Başesgioğlu, MHP Gurubu Adına Konuştu
Türkiye Büyük Millet Meclisinde MHP Gurubu adına konuşan MHP İstanbul Milletvekili Murat Başesgioğlu, HSYK'nın Adalet Bakanının emir ve gözetimi altına alındığını söyledi.
BAŞESGİOĞLU: "SURİYE SINIRINDA ÜÇ BAĞIMSIZ EYALET OLDU"
MHP İSTANBUL MİLLETVEKİLİ BAŞESGİOĞLU:
"ÇOK KANUN ÇIKARMAKLA KANUN DEVLETİ OLABİLİRİZ ASLA HUKUK DEVLETİ OLAMAYIZ"
“HSYK, ADALET BAKANININ EMİR VE GÖZETİMİ ALTINA GİRDİ”

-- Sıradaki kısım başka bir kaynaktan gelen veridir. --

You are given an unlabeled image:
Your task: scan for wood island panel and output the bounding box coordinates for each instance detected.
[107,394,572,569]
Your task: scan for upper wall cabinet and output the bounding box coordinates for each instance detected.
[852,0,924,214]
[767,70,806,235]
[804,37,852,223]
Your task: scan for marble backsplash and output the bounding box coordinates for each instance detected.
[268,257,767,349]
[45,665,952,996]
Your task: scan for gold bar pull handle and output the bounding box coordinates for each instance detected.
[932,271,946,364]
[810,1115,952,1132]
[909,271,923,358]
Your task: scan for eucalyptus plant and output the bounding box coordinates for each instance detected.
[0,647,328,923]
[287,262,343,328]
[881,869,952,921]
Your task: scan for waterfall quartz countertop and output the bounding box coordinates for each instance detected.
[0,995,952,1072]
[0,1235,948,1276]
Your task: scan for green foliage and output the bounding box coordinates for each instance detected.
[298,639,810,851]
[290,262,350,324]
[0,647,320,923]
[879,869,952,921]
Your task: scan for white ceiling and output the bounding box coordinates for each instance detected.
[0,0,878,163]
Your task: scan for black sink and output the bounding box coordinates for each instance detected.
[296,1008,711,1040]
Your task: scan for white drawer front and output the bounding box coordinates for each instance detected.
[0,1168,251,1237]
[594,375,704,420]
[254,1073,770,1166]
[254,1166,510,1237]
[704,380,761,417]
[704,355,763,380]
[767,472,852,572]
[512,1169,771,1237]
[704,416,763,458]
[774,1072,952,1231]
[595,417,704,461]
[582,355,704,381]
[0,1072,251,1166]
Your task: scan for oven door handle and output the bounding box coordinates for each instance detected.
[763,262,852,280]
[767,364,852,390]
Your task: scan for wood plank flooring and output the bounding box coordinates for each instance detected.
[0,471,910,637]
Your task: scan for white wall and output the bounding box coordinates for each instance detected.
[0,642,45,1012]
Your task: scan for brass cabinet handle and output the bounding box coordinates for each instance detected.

VEDAT YUNUS İKİZOĞLU (İHA)
Türkiye Büyük Millet Meclisinde MHP Gurubu adına konuşan MHP İstanbul Milletvekili Murat Başesgioğlu, HSYK’nın Adalet Bakanının emir ve gözetimi altına alındığını söyledi.
Başesgioğlu, TBMM’de MHP Gurubu adına yaptığı konuşmada, "Güneydoğuyu hiç görmüyoruz arkadaşlar" diyerek Suriye sınırında 3 bağımsız eyalet oluştuğuna dikkat çekti.
Başesgioğlu, son günlerde tartışma konusu olan Hakim ve Savcılar Yüksek Kurulu’nun yapısının değiştirilmesini gündeme taşıdı. Başesgioğlu, 560 sıra sayılı kanun teklifinin tümü üzerinde MHP’nin görüşlerini aktarmak için kürsüye geldiğini belirterek, “Torba Yasa, yüce meclisin manevi kişiliğini tahkir ve tezyif eden bir şey. Bir kişi, bir kurum ürettiği bir ürünün itibarsızlaşmasına, değerini yitirmesine asla razı olmaz. Burada sabahlara kadar arkadaşlarımız çalışıyor ama deniyor ki: "Torba yasa çıktı. Torba yasanın içinde şu madde var" Emin olun, çoğu bakanlık kendisiyle ilgili kanun teklifinin nerede olduğunu bilmiyor, nereye yansıdığını bilmiyor. Bu da çok istismar edilen, yasama kalitesini ayaklar altına alan bir uygulama” dedi.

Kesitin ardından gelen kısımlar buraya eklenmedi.